Un fresco desenterrado en las ruinas de Pompeya representa lo que parece una versión primigenia del famosísimo plato italiano
Hay una vía rapidísima para ganarse la enemistad vitalicia de cualquier ciudadano de la República Italiana. Confesarse adepto de la pizza con piña. Para ellos es prácticamente un delito. Si alguien tuviera el valor -aunque aún no ha nacido persona con tanto redaño- de subirse a un púlpito en alguna plaza del centro de Nápoles y proclamar a los cuatro vientos su amor por la pizza enfrutada, seguramente tendría que poner pies en polvorosa para evitar ser linchado por una multitud enfurecida.
Es algo casi religioso, inexplicable, intuitivo. Hay ingredientes que valen y otros que no. Claro que, en España, se es mucho más laxo con la pureza de este plato. Pero, ¿acaso no suenan las trompetas marciales cada vez que un yanqui intenta echarle chorizo a la paella? Cada nación tiene, desde luego, sus traumas y sus filias culinarios. El problema es que un reciente descubrimiento entre los escombros de la cenicienta Pompeya podría poner en entredicho los mismísimos cimientos del arte pizzero.

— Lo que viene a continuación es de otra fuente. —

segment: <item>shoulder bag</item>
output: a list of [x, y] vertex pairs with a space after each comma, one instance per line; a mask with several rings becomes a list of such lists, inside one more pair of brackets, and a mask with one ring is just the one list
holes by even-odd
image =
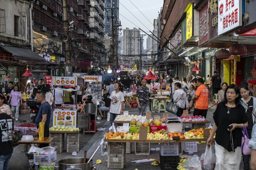
[[177, 103], [177, 102], [179, 101], [179, 100], [180, 100], [184, 94], [184, 93], [183, 93], [182, 94], [180, 98], [175, 103], [171, 103], [170, 102], [168, 103], [168, 104], [167, 105], [166, 107], [166, 111], [174, 114], [174, 115], [177, 115], [177, 112], [178, 111], [178, 109], [180, 106], [177, 105], [176, 104]]

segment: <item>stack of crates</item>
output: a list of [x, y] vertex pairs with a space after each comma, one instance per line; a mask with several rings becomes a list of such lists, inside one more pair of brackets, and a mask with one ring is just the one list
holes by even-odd
[[79, 152], [79, 133], [67, 134], [67, 153]]
[[53, 137], [53, 139], [50, 143], [50, 145], [55, 147], [56, 148], [55, 151], [57, 153], [62, 153], [64, 150], [65, 134], [51, 133], [50, 133], [50, 137]]
[[108, 168], [124, 169], [125, 161], [125, 142], [108, 142]]

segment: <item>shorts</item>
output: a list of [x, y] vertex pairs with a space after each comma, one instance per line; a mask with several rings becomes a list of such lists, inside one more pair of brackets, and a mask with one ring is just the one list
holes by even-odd
[[106, 111], [109, 108], [109, 107], [106, 107], [106, 106], [102, 106], [99, 108], [99, 110], [100, 110], [101, 111]]

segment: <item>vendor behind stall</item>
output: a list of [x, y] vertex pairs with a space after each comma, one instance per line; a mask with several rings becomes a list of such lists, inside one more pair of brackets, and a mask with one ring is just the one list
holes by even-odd
[[[49, 137], [49, 125], [51, 120], [51, 107], [49, 103], [45, 100], [45, 94], [44, 92], [39, 91], [36, 93], [36, 100], [37, 102], [41, 104], [40, 108], [37, 113], [36, 118], [36, 125], [37, 128], [36, 134], [39, 132], [39, 123], [40, 122], [44, 123], [44, 137]], [[44, 147], [49, 146], [48, 144], [41, 144], [40, 147]]]

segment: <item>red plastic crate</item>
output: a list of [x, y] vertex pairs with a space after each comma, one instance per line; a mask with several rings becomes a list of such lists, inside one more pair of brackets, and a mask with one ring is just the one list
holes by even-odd
[[164, 126], [155, 126], [152, 125], [150, 126], [150, 132], [154, 132], [157, 131], [159, 131], [162, 129], [166, 130], [166, 125]]
[[130, 105], [132, 107], [137, 107], [137, 102], [130, 102]]

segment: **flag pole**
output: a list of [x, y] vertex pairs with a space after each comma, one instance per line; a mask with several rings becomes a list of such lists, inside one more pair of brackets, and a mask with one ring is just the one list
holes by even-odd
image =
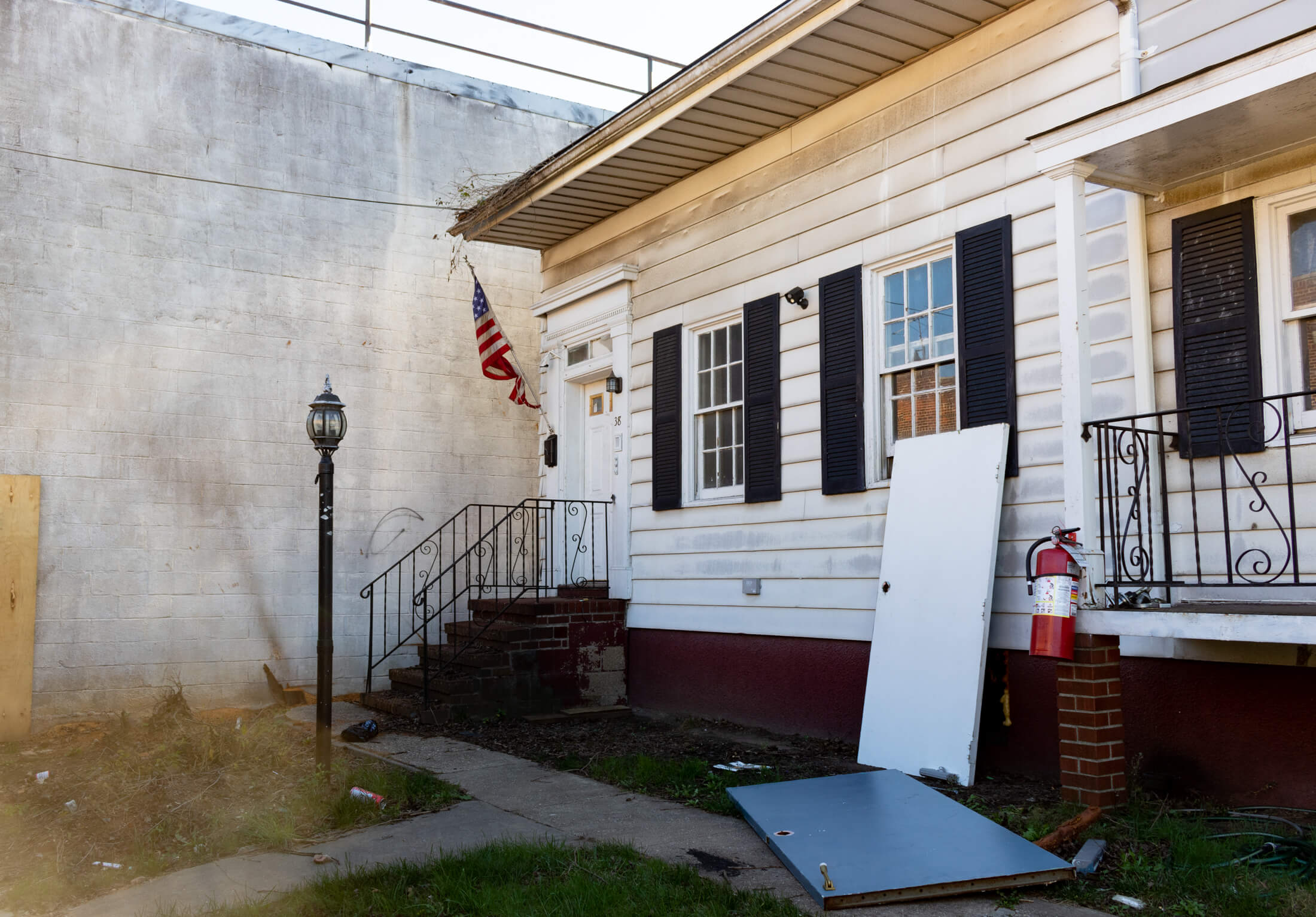
[[[471, 259], [466, 258], [465, 255], [463, 255], [463, 259], [466, 260], [466, 267], [468, 267], [470, 271], [471, 271], [471, 279], [475, 283], [479, 283], [480, 279], [475, 274], [475, 266], [471, 263]], [[490, 304], [490, 308], [492, 309], [494, 305]], [[512, 362], [516, 363], [516, 371], [521, 374], [521, 378], [525, 379], [525, 384], [529, 385], [530, 384], [530, 376], [526, 375], [525, 370], [521, 368], [521, 360], [519, 360], [516, 358], [516, 347], [512, 346], [511, 338], [507, 342], [507, 353], [512, 355]], [[537, 404], [534, 407], [540, 412], [540, 416], [544, 417], [544, 424], [545, 424], [545, 426], [549, 428], [549, 433], [551, 435], [557, 435], [558, 432], [553, 429], [553, 421], [549, 420], [549, 413], [544, 409], [544, 395], [538, 391], [538, 376], [534, 378], [534, 384], [536, 384], [536, 392], [534, 392], [534, 395], [536, 395], [536, 401], [537, 401]]]

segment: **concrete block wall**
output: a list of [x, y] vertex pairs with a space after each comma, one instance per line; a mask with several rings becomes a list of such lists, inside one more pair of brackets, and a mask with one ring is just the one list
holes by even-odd
[[[449, 276], [450, 212], [233, 184], [433, 204], [590, 118], [201, 13], [0, 0], [0, 472], [42, 478], [38, 724], [174, 679], [201, 706], [263, 703], [263, 663], [315, 680], [325, 374], [349, 418], [336, 692], [361, 688], [361, 587], [459, 507], [537, 485], [534, 412], [480, 375], [470, 275]], [[533, 360], [537, 254], [463, 251]]]

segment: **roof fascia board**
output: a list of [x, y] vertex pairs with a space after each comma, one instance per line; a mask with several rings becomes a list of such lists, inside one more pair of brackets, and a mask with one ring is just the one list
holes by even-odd
[[572, 283], [557, 292], [545, 296], [533, 307], [530, 307], [532, 316], [546, 316], [557, 308], [561, 308], [569, 303], [574, 303], [578, 299], [584, 299], [591, 293], [597, 293], [599, 291], [607, 289], [622, 282], [632, 282], [640, 276], [640, 268], [634, 264], [613, 264], [612, 267], [605, 267], [601, 271], [591, 274], [590, 276]]
[[462, 234], [467, 239], [479, 238], [486, 229], [628, 149], [858, 4], [859, 0], [801, 0], [799, 4], [779, 8], [717, 53], [691, 64], [670, 83], [641, 99], [633, 108], [622, 111], [596, 128], [561, 158], [549, 161], [544, 167], [544, 175], [537, 176], [526, 192], [494, 213], [471, 214], [467, 220], [458, 220], [447, 230], [449, 234]]
[[1316, 72], [1316, 32], [1029, 138], [1045, 172]]

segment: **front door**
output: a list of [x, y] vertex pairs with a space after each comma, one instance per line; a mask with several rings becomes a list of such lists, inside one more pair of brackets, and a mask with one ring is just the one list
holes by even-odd
[[[613, 430], [613, 409], [611, 392], [604, 391], [604, 383], [584, 384], [584, 443], [582, 454], [584, 468], [582, 482], [583, 505], [567, 505], [567, 583], [586, 584], [608, 578], [608, 507], [613, 492], [613, 450], [612, 438], [620, 435], [620, 428]], [[572, 512], [576, 509], [578, 512]]]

Estaban los arqueólogos desenterrando lo que ha resultado ser una panadería que había quedado sepultada por la lava del Vesubio. De pronto, se toparon de bruces con algo verdaderamente inusual. Un majestuoso y colorido mural romano, de casi 2.000 años de antigüedad, que representa lo que parecen varios alimentos de la época sobre una bruñida bandeja de plata. Uno de estos platos se asemeja -muchísimo- a una pizza. Pero tiene más enjundia la cosa.
¿Los habitantes de la antigua ciudad de Pompeya comían pizza? El Parque Arqueológico de Pompeya (Italia) anunció recientemente el descubrimiento de un fresco de una naturaleza muerta de 2.000 años de antigüedad en el que se aprecia un pan redondo parecido a una pizza.
Debate vivo
Este antepasado del buque insignia de la cocina itálica parece incluir -si es usted italiano se aconseja encarecidamente que deje de leer- trozos de fruta. Algún graciosillo incluso llegó a señalar que parecía que llevaba piña. Pero eso es simplemente imposible, ya que este alimento no fue introducido en Europa hasta después del descubrimiento de América. En cualquier caso, es indudable que los principios esenciales sobre los que se construyó el país de la bota han sido sacudidos. Uno solo puede esperar que esto no degenere en una crisis constitucional.
No es menos cierto, no obstante, que algunos establecimientos pizzeros hace ya tiempo que incluyen en sus cartas platos dulces que pueden incluir hasta chocolate. Pero para los puristas esto nunca dejará de ser una desviación sacrílega. Una interpretación apócrifa de la tradición alimenticia de la península que un día dominara el mundo. Hay múltiples formas de reaccionar a este hallazgo. Una es ignorarlo -o incluso volver a enterrar el mural, si se ha despertado uno belicoso-. Otra es aprovechar para abrir el debate de la tolerancia pizzera. Pavimentar el camino hacia el laissez faire comestible. Y que cada uno, con las consecuencias que ello pueda tener para su digestión, le añada lo que quiera a su disquito de pan.